Still, as you soak in your own stench in a hastily constructed shelter, you’re still going to need to eat and you’re still going to want to interact with those god awful sacks of meat that wander the planet, taking selfies and complaining about taxes. To that end, I thought i’d combine my love of cooking barely edible slop with the joy I find in the Masterchef UK tweetalong, during which I talk a lot of old bollocks and attempt to amuse the masses. My plan is to post one recipe each week that you can hastily throw together when you realise that Masterchef starts in 15 minutes, you’ve not eaten and you’ve already consumed a large amount of wine.

For my first post in this series, I thought i’d knock up something simple with pasta. I know that pasta is harder to lay hands on than a slippery pigs pecker right now, but I had some in the cupboard and it’s one of the few things I can cook. You’ve got a couple of hours until Masterchef starts so pour yourself a glass of vin du plonk, kick off your shoes and relax. Then, in around one hour and forty minutes, swear loudly and run to the kitchen to whip up a delicious mushroom tagliatelle sort of mess just in time for Masterchef. Just follow my simple recipe and before you know it, you’ll be “enjoying” a home cooked meal. Well, either that or regretting your decisions and ordering a pizza.

Woman on the phone
“Yeah, a large deep pan with pepperoni. No. No, I completely shagged it with the carbonara.”

INGREDIENTS

– One 700g bag of dry tagliatelle, street value around £200 to £300.
– One tin of mushroom soup, found at the back of the cupboard and repeatedly ignored in favour of chips and cake.
– One onion. Red, brown, makes no difference. Not pickled, though.
– One tin of hotdog sausages. The kind that are mostly just snouts and hooves. (Substitute for something much healthier, tastier and more ethical if
you’re vegetarian, vegan or have any damn sense.)
– One chunk of parmesan, discovered behind a tub of butter and probably from that time you arsed up a risotto in a bid to impress visiting friends.
– One block of cheddar. The cheap stuff that shares 95% of it’s chemical signature with most household plastics.
– That splodge of wholegrain mustard, still sat in the jar.
– Butter. Real, salty butter. Or margarine. Or lard. Or old milk.
– Salt, pepper, worcester sauce, basically anything from the spice rack that smells like it goes with mushrooms and cheap sausage.

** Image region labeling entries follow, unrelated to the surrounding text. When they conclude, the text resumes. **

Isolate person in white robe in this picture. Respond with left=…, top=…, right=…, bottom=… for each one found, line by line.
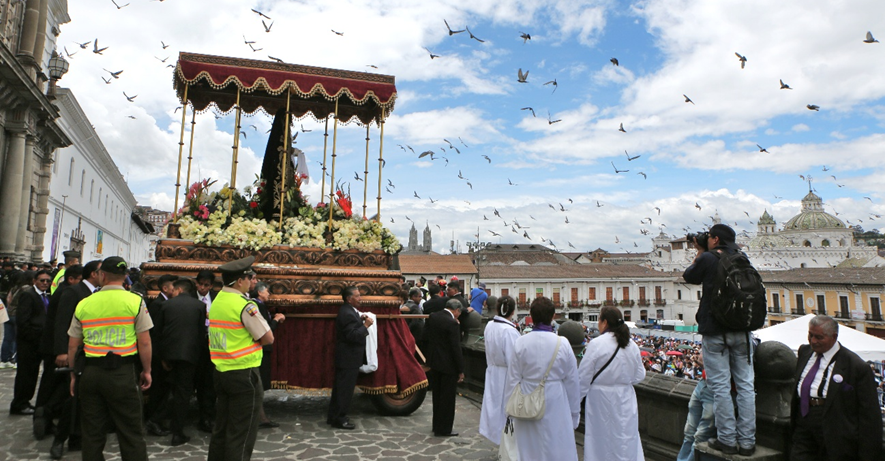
left=578, top=307, right=645, bottom=461
left=504, top=297, right=581, bottom=461
left=479, top=296, right=520, bottom=458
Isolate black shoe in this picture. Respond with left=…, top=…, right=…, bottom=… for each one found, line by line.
left=34, top=407, right=47, bottom=440
left=197, top=419, right=212, bottom=434
left=49, top=440, right=65, bottom=459
left=144, top=420, right=172, bottom=437
left=171, top=434, right=191, bottom=447
left=9, top=407, right=34, bottom=416
left=710, top=439, right=740, bottom=455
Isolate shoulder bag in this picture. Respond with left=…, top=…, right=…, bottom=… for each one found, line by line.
left=504, top=336, right=562, bottom=421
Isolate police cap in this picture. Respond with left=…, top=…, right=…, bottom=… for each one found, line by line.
left=100, top=256, right=129, bottom=275
left=218, top=256, right=255, bottom=278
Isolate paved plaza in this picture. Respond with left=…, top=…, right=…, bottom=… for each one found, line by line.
left=0, top=369, right=582, bottom=461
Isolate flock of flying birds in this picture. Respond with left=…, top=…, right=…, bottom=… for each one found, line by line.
left=74, top=0, right=880, bottom=253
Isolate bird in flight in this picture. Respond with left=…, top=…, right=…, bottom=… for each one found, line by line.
left=252, top=8, right=273, bottom=21
left=92, top=39, right=108, bottom=54
left=465, top=27, right=485, bottom=43
left=597, top=162, right=630, bottom=172
left=443, top=19, right=464, bottom=37
left=547, top=110, right=562, bottom=125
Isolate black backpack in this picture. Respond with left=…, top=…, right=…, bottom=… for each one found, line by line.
left=711, top=250, right=767, bottom=331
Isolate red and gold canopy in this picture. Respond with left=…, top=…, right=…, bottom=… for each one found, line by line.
left=174, top=53, right=396, bottom=124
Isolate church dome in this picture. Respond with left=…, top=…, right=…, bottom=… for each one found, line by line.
left=784, top=192, right=845, bottom=231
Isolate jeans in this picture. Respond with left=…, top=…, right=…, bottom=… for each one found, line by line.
left=0, top=317, right=15, bottom=362
left=676, top=379, right=716, bottom=461
left=702, top=332, right=756, bottom=448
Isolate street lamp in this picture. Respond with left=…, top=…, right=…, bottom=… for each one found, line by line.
left=48, top=51, right=70, bottom=96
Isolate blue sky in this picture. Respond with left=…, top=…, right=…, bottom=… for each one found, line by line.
left=60, top=0, right=885, bottom=252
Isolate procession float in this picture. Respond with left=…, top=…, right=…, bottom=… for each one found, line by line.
left=142, top=53, right=427, bottom=415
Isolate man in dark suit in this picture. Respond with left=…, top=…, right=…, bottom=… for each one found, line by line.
left=9, top=270, right=52, bottom=415
left=155, top=278, right=206, bottom=446
left=326, top=287, right=372, bottom=429
left=790, top=315, right=883, bottom=461
left=34, top=264, right=83, bottom=440
left=46, top=260, right=101, bottom=459
left=424, top=299, right=464, bottom=437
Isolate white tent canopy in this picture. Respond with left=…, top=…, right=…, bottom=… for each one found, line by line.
left=753, top=314, right=885, bottom=362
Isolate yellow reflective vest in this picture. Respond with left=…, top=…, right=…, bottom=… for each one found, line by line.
left=74, top=290, right=142, bottom=357
left=209, top=291, right=262, bottom=372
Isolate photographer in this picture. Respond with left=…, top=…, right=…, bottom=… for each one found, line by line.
left=682, top=224, right=756, bottom=456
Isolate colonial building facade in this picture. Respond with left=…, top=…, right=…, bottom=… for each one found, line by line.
left=0, top=0, right=71, bottom=261
left=43, top=88, right=155, bottom=265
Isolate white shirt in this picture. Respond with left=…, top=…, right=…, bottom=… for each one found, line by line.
left=796, top=341, right=841, bottom=398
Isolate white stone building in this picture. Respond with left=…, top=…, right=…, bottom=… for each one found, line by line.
left=43, top=88, right=154, bottom=266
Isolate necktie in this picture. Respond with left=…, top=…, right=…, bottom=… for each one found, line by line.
left=799, top=354, right=823, bottom=417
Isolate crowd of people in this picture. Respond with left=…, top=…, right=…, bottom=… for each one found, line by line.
left=0, top=251, right=285, bottom=460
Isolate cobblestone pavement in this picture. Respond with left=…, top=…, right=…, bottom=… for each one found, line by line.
left=0, top=369, right=583, bottom=461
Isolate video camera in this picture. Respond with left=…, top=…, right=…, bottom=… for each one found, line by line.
left=685, top=231, right=710, bottom=251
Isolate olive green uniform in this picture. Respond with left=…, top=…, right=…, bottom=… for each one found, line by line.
left=208, top=287, right=270, bottom=461
left=68, top=285, right=153, bottom=461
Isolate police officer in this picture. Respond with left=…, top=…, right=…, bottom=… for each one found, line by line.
left=49, top=250, right=80, bottom=295
left=68, top=256, right=153, bottom=461
left=208, top=256, right=273, bottom=461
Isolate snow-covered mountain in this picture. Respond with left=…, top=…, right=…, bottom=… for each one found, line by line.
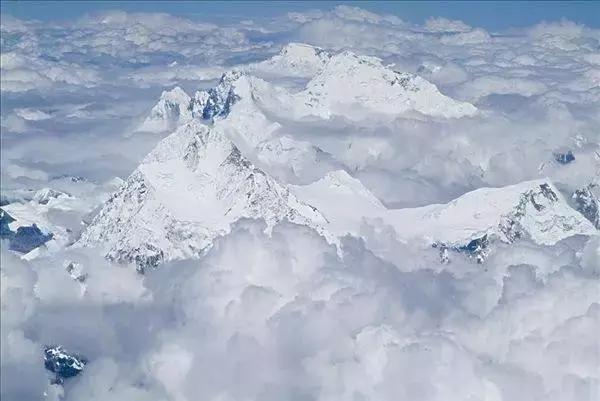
left=248, top=43, right=331, bottom=78
left=77, top=44, right=598, bottom=270
left=291, top=171, right=598, bottom=255
left=137, top=86, right=191, bottom=132
left=77, top=121, right=326, bottom=270
left=138, top=43, right=477, bottom=136
left=299, top=51, right=477, bottom=119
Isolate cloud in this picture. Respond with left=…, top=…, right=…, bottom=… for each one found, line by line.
left=2, top=221, right=600, bottom=400
left=0, top=6, right=600, bottom=401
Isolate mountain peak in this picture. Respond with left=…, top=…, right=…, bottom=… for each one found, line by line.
left=250, top=42, right=331, bottom=78
left=304, top=51, right=477, bottom=118
left=78, top=121, right=325, bottom=270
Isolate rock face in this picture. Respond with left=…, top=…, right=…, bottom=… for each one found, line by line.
left=85, top=44, right=597, bottom=271
left=291, top=172, right=598, bottom=262
left=139, top=43, right=477, bottom=139
left=44, top=345, right=87, bottom=384
left=573, top=184, right=600, bottom=229
left=188, top=71, right=242, bottom=120
left=0, top=209, right=53, bottom=253
left=9, top=224, right=52, bottom=253
left=0, top=209, right=15, bottom=238
left=554, top=150, right=575, bottom=164
left=77, top=121, right=325, bottom=271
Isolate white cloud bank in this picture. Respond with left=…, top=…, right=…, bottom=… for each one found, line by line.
left=0, top=7, right=600, bottom=401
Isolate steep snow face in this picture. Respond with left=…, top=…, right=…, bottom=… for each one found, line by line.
left=290, top=170, right=387, bottom=236
left=248, top=43, right=331, bottom=78
left=139, top=47, right=477, bottom=141
left=573, top=184, right=600, bottom=229
left=388, top=179, right=598, bottom=246
left=300, top=51, right=477, bottom=119
left=138, top=86, right=192, bottom=132
left=291, top=172, right=598, bottom=250
left=78, top=121, right=326, bottom=270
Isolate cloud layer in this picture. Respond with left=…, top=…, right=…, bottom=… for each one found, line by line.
left=0, top=6, right=600, bottom=401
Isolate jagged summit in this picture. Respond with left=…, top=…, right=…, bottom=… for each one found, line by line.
left=139, top=43, right=477, bottom=138
left=249, top=43, right=331, bottom=78
left=78, top=121, right=325, bottom=270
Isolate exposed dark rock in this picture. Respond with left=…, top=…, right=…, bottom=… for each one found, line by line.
left=455, top=234, right=490, bottom=263
left=9, top=224, right=52, bottom=253
left=432, top=234, right=490, bottom=264
left=44, top=345, right=87, bottom=384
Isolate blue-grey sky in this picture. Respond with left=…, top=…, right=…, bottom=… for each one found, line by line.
left=2, top=1, right=600, bottom=30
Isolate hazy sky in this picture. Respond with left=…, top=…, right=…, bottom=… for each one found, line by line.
left=2, top=1, right=600, bottom=30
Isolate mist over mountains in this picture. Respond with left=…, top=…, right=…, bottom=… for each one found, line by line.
left=0, top=5, right=600, bottom=401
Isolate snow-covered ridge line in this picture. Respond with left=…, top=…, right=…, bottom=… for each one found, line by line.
left=76, top=115, right=597, bottom=270
left=138, top=43, right=477, bottom=132
left=76, top=121, right=334, bottom=270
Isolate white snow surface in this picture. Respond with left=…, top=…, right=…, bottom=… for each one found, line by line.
left=78, top=121, right=326, bottom=267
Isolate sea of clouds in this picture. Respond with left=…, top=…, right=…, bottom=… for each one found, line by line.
left=0, top=7, right=600, bottom=401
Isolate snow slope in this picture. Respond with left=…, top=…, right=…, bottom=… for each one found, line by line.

Several jars filled with spices
Not a fucking clue.

METHOD

First, you’re going to need a big saucepan for the pasta. Glug hot water in until it’s about half full, no matter what the size. Then dump in about two thirds of the tagliatelle, ignoring the instructions to bring the water to the boil first because who the hell has the time.

While that boils or whatever, chop the sausages and onions into wee chunks. Stick a bit of butter in a wok or frying pan and lob in the sausage, onion, spices and mustard. Cook it all up until the onions stick to the pan and you have to vigorously attack them with a spatula to get them moving again. That’s where the flavour is, in those burned remnants and crunchy bits.

Once the water is bubbling and the bits of stuff are well blackened, turn the frying pan down to a low/medium heat and dump in the mushroom soup. Leave that to cook while you drain the pasta. The best way to do this is grab your colander, stick it on the worktop, start to pour the pasta into it and then scream as boiling hot water splashes your thighs and groin. Once you’ve applied soothing balms and changed your clothes, put the colander on top of a bowl and resume draining.

You’re nearly done. Have another splash of vino and dump the drained pasta into the weird looking soup mixture. Squodge* it about a bit and then grab your parmesan. Now, this parmesan should be rock hard and smell like a leper’s foot. If it doesn’t, it’s not properly matured. You’re going to want to run the grater along it just once, realise that the back end of the block is mouldy and then fling it in the bin and pick the grated flakes out of your dinner. It won’t do you any harm but ew, am I right?

A woman leaning over a pan, smelling the food as it cooks
“AH JEEZO THAT’D GIE YOU THE BOAK!”

This is where Plasti-Cheese (TM) comes into it’s own. That will never go mouldy because it’s not technically a food, being closer in chemical make-up to bakelite. Break off a slab, grate a bunch into the pasta and give it a stir. Now all that remains is leaving it to cook for just too long, so some of it welds itself to the pan.

Dish it up, throw the pots and pans into the sink with a squish of Fairy and a splash of hot water and put your feet up. Load Twitter, join in the tweetalong fun on the #MasterchefUK tag and try not to throw up as Al’s Mushroom Carbonarisn’t settles to the bottom of your gut like a writhing mess of snakes and soylent green. Bon appetit, folks.

* Squodge – A method of mixing which involves gingerly moving food around a pan and cursing as bits of it slip over the edge, welding themselves to the hob with a sound like a snake being slowly run through a mangle.

DISCLAIMER: I can cook. A bit, anyway. Using mushroom soup as the base of a pasta sauce, with a little cheese and some pancetta or maybe some butter fried courgette is actually bloody tasty. The “recipe” above is written for yucks. If you follow it and somehow poison yourself or go on fire, don’t sue me. I’ve only got 72 pence and a couple of Spider-Man comics anyway.